LAPD officers appeared to use rubber bullets or bean bag weapons against some of the protesters at one point.
Cameras also captured an attack on a CBS2/KCAL9 news crew as they conducted an interview. The crew members were treated for minor injuries, according to the station.
As a violent group split off from the peaceful prayer vigil, Los Angeles Mayor Eric Garcetti tweeted: "I commend the prayer rally attendees in Leimert Park for practicing peace. I call on people in street on Crenshaw to follow their example."
LAPD Chief Charlie Beck tweeted: "Violence is never the answer. Urging all protestors around LA 2let peace prevail.This is OUR City and we need to work 2gether 2 preserve it"
In Oakland on Monday, a group of protesters briefly blocked Interstate 880.
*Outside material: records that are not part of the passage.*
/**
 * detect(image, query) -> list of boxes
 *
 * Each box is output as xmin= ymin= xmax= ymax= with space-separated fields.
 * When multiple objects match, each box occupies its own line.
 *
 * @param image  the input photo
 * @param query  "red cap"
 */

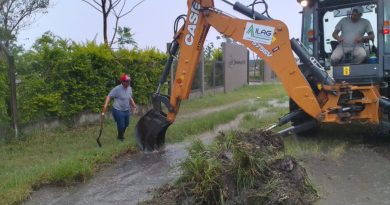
xmin=121 ymin=74 xmax=130 ymax=81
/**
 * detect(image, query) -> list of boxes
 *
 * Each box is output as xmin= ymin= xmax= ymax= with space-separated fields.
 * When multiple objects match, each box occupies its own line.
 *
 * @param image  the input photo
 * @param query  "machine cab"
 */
xmin=298 ymin=0 xmax=390 ymax=84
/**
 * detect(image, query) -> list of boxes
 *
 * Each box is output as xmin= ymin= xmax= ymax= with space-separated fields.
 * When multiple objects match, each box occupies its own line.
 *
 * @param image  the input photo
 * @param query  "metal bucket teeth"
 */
xmin=135 ymin=109 xmax=171 ymax=151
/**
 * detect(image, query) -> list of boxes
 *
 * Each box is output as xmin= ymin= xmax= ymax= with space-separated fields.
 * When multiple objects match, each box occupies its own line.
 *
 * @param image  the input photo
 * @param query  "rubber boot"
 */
xmin=118 ymin=129 xmax=125 ymax=141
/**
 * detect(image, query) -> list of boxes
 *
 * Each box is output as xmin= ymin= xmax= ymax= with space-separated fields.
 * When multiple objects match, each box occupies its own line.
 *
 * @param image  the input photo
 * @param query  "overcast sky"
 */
xmin=19 ymin=0 xmax=302 ymax=51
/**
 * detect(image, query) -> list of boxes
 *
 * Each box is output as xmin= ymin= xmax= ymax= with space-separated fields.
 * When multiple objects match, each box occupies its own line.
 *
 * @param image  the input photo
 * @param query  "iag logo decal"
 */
xmin=252 ymin=41 xmax=272 ymax=57
xmin=184 ymin=1 xmax=202 ymax=46
xmin=243 ymin=22 xmax=275 ymax=45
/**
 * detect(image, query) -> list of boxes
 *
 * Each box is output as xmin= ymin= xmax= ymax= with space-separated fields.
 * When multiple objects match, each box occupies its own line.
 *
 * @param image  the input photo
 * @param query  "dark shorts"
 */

On Sunday night in Los Angeles, police made arrests and issued citations during demonstrations across the city.
At one point, protesters blocked Interstate 10 at Arlington Boulevard for more than 30 minutes. At another, a group broke off and walked into the W Hotel, causing some $15,000 in damage to the lobby, said LAPD Cmdr. Andrew Smith, a department spokesman.
On Monday night, Smith said, the protests began peacefully but a group broke off and turned violent.
"It originally started out as a peaceful protest, as they all have, and we certainly support that - in fact encourage people to peacefully protest, exercise their First Amendment rights," LAPD Cmdr. Andrew Smith told NBC4. "But what happened here unfortunately is some people took this as an opportunity to break into buildings, to jump on cars, to commit acts of vandalism, to assault other people and to commit some thefts from some of the buildings here."